I had an invitation to pop up to the new Jack Wills store in Bluewater for a store tour and to find out about the collections, so on a rainy Friday morning I headed out into the depths of Kent.
I hadn’t been to Bluewater for years, and I have to say, it’s not my dream shopping destination. Much as I enjoy clothes, I sort of hate the act of finding them. I’ve moved on from the Primark sieges of my callow youth, sitting on a bed piled high with cheap tat, feeling jittery and that I’d just wasted my money. These days, I employ military precision to minimise my time in, you know, actual shops, preferring a computer screen to shield me.

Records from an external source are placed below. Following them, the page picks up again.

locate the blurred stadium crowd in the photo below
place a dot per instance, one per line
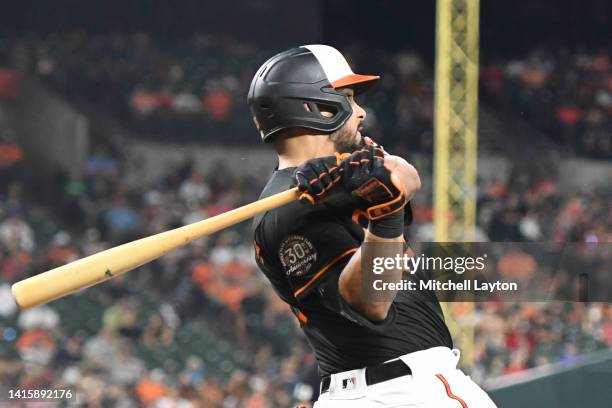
(195, 89)
(201, 326)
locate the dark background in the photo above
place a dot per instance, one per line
(507, 27)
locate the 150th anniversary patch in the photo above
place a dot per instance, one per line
(297, 254)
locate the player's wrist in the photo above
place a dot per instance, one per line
(388, 227)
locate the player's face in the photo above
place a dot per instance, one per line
(348, 137)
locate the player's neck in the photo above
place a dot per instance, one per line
(296, 150)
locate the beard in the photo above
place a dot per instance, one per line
(345, 140)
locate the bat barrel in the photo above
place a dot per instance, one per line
(96, 268)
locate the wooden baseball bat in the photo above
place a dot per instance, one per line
(116, 261)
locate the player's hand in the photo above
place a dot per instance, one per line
(316, 177)
(365, 176)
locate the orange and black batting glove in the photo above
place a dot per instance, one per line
(365, 176)
(315, 178)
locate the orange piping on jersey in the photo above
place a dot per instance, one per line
(323, 270)
(449, 392)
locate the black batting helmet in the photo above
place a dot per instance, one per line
(290, 88)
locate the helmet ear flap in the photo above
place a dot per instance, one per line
(324, 110)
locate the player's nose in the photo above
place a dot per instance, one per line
(359, 111)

But I digress, and while Bluewater is never going to be to my taste, I appreciated two things: the abundance of my favourite eateries (Leon, Pinkberry, Cote and Lola’s Cupcakes) and the Jack Wills store itself. The store follows the Jack Wills aesthetic – cosy and quirky, with Persian rugs, striped lampshades and overstuffed armchairs tucked into corners, and shelves crammed full of dusty travel books and shining trophies. JW pulls off the ‘lifestyle brand’ concept extremely well, creating a series of rather charming, comfortable spaces with lovely staff (more on that later) and extremely wearable collections. The Bluewater store is a perfect addition – I was greeted by two delightful chaps, and staff around the store were all chatty and helpful. Each one I spoke to was beaming from ear to ear, talking about how excited they were to be working there, and how they ‘already felt like a family’.
Say the name ‘Jack Wills’ and you’ll often be faced with tuts and furrowed brows. The brand has long been associated with a very specific English stereotype, largely due to the proliferation of branded hoodies and sweatpants they (quite literally) made their name with. This is unfair and no longer apt for the company – look around any store and you’ll be greeted with the sight of cable knit lambswool jumpers, tweedy jackets, excellent quality shirts, and a soothing colour palette of damson, mustard and navy. Without a doubt, the brand has grown up significantly in the past few years, absorbing a lot of the aesthetic from sadly defunct sister brand Aubin and Wills. As various staff told me, a lot of the clothing doesn’t carry a huge amount of branding anymore, and is much more subtle.
Which brings me neatly to the Autumn/Winter collection. Again, JW never used to create very…inspiring collections. What wasn’t a branded hoodie or trackpant tended to fall into the ‘tasteful and inoffensive’ category. Bland, if you were being a little more cutting. Now, though, pieces are well-conceived, beautifully made, and hugely wearable. As ever, the collections aren’t trend based, meaning you’ll be able to wear them for years. It’s a tactile collection, everything feels fantastic and looks expensive. Which of course brings us onto the question of price points. Another criticism of JW has been the cry of ‘but it’s SO over-priced!’ and sure, items may be a little more expensive than a standard high street store, but that’s purely reflective of the quality of the garment. We’re talking £70ish for a 100% lambswool sweater, £50 for a 100% cotton dress, £140 for a proper waxed jacket with ludicrously warm lining. While not all of JW is produced within the UK at the moment, they collaborate with classic Brit brands such as Christy’s and Fox Brothers where possible. They aim to move production within the UK and currently sponsor their own flock of sheep.
I was very kindly given a gift card on Friday, and actually ended up spending it Saturday on a Winter coat after wandering into the JW in Tunbridge Wells. I don’t know whether it’s a result of great staff training or them only hiring a certain type of person, but every single member of staff I’ve spoken to has been absolutely delightful. They’re helpful but not pushy, ready to leave you to it if you want, or willing to engage in chat if you are. For a shop-hater, it made a very compelling argument for why internet shopping just doesn’t quite cut it. All in all, I’ve been bowled over by the brand. The clothes look great: fantastic quality, classic pieces. But most of all, the staff make it a truly wonderful brand. They’re the lifeblood of Jack Wills, and they’re what will keep me loyal to the store, shunning my computer in favour of buying lovely clothes from truly lovely people.
If you’ve been one of those vocal anti-JW types, I’d say forget what you thought you knew and give them a chance. You’ll probably be surprised.